Michael James Evans (born June 2, 1967) is a former American football defensive end for the Kansas City Chiefs of the National Football League (NFL). He played college football at the University of Michigan.

==Early life==
Evans attended Cushing Academy and played high school football as a linebacker. He spent a year at a prep school to improve his grades.

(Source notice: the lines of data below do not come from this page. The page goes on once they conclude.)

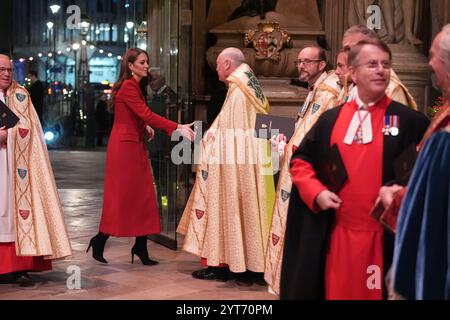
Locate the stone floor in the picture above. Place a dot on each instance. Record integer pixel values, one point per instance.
(79, 177)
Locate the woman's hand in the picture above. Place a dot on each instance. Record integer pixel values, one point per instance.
(3, 137)
(278, 143)
(387, 194)
(150, 133)
(186, 131)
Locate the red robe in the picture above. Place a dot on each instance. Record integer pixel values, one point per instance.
(356, 241)
(129, 204)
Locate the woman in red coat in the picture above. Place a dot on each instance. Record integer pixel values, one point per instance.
(129, 204)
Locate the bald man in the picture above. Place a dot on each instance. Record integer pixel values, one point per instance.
(32, 229)
(226, 220)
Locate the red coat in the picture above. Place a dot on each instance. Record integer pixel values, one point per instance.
(129, 203)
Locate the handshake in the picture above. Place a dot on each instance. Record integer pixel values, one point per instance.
(278, 144)
(184, 129)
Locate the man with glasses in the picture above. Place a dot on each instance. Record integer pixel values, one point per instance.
(395, 90)
(333, 248)
(323, 93)
(32, 229)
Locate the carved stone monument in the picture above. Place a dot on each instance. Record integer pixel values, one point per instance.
(401, 21)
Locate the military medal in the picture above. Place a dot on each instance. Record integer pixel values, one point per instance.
(386, 126)
(394, 126)
(391, 126)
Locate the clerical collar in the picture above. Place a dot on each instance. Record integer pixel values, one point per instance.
(361, 105)
(162, 89)
(318, 81)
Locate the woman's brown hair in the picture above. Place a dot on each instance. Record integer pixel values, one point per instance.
(130, 56)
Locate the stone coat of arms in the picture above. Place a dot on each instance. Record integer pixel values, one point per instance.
(268, 40)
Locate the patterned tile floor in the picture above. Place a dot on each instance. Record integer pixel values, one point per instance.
(79, 176)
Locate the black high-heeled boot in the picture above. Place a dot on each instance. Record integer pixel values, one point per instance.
(98, 245)
(140, 249)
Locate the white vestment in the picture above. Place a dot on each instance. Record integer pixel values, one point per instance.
(6, 218)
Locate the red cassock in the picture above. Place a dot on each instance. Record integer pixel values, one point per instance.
(129, 203)
(354, 263)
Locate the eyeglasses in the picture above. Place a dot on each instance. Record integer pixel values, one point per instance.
(6, 70)
(306, 62)
(373, 65)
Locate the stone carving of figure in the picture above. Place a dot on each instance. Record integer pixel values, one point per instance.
(357, 12)
(437, 16)
(405, 8)
(253, 8)
(399, 18)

He walked-on at the University of Michigan, before receiving a scholarship. He was converted from an inside linebacker into a defensive tackle as a freshman. He became a starter as a sophomore. In his junior season he posted 46 tackles (third on the team) and 7 sacks (led the team). In his last year he received All-Big Ten honors.

==Professional career==

Pre-draft measurables
| Height | Weight | Arm length | Hand span | 40-yard dash | 10-yard split | 20-yard split | 20-yard shuttle | Vertical jump | Broad jump | Bench press |
|---|---|---|---|---|---|---|---|---|---|---|
| 6 ft 3+3⁄8 in (1.91 m) | 266 lb (121 kg) | 33+1⁄2 in (0.85 m) | 9+3⁄8 in (0.24 m) | 5.16 s | 1.83 s | 2.99 s | 4.66 s | 30.0 in (0.76 m) | 9 ft 4 in (2.84 m) | 21 reps |

===Kansas City Chiefs===
Evans was selected by the Kansas City Chiefs in the fourth round (101st overall) of the 1992 NFL draft. As a rookie, he appeared in 12 games (one start), registering 5 tackles and 4 quarterback pressures. He was waived on August 24, 1993.

===Green Bay Packers===
On March 2, 1994, he was signed as a free agent by the Green Bay Packers. He was released on August 23.